I try to make it a point to switch up my salads, so that they are always special. One part that usually remains the same is a huge bed of greens. From there, my toppings can vary from black beans, roasted corn, avocado, peppers, pickled jalapeños, garbanzo beans, quinoa, brown rice, sprouts, grilled eggplant, or whatever other veggies I'm in the mood for.
For tomorrows lunch, I'm going to have my salad greens with Black Beans and Quinoa. Yummy.
Black Beans and Quinoa
by Sarah Farsh July 1st, 2013
- 1/2 cup quinoa
- 1 cup water
- 1 tsp miso paste
- 1 can unsalted black beans (drained)
- 1/2 cup organic frozen fire roasted corn (Whole Foods Market)

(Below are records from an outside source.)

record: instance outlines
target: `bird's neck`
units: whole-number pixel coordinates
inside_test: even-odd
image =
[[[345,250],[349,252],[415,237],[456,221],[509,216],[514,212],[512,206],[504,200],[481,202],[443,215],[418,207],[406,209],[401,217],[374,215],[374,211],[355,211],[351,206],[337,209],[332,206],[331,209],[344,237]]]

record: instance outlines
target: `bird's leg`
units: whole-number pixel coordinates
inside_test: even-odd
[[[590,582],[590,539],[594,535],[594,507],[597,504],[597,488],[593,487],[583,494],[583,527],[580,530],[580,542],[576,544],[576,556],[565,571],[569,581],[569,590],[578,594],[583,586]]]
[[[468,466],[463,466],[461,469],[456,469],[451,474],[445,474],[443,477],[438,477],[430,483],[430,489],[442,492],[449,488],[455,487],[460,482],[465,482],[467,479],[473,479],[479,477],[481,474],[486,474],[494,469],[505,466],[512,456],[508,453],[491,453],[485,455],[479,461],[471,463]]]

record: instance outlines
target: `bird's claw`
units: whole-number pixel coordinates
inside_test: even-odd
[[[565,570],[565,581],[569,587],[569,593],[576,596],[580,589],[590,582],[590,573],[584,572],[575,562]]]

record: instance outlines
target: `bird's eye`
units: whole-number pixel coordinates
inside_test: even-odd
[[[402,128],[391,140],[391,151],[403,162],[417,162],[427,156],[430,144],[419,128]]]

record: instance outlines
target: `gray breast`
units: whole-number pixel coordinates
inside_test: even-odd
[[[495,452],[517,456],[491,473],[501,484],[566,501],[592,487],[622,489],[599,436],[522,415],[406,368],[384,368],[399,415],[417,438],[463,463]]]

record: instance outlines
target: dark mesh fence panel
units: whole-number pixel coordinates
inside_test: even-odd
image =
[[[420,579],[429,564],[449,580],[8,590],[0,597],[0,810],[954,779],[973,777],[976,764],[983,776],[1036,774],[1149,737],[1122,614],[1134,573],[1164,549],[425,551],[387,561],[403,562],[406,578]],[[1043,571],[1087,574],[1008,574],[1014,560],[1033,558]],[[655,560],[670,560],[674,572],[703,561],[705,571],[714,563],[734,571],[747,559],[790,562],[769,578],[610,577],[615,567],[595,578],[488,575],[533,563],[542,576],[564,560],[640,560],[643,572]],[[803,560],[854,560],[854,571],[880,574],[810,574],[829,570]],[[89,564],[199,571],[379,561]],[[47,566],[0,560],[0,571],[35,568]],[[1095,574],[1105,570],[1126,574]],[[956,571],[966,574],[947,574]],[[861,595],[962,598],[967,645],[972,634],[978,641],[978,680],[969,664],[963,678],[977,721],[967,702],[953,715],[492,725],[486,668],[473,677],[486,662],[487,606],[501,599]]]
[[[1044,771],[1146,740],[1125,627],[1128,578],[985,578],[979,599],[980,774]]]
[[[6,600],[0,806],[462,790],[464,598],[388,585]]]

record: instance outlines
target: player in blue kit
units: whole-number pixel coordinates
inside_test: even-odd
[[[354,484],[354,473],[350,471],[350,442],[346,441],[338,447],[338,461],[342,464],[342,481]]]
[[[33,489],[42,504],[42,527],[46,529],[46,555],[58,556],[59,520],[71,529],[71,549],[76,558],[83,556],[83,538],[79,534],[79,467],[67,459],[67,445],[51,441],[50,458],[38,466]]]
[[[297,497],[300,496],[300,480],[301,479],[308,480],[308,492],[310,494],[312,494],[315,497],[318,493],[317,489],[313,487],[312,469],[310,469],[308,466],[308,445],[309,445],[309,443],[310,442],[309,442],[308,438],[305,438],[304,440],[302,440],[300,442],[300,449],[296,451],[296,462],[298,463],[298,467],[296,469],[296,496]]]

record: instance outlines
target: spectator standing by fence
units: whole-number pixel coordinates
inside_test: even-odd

- pinch cumin, coriander and garlic powder
In a small pot, bring water to a boil. Turn heat off after boiling, and add dry quinoa and miso paste, stir well. Put a lid on top of pot, and keep covered for 10min. Stir, and cover again for additional 10min. Water should be absorbed by quinoa by that time. Add can of beans (drained), corn and seasoning.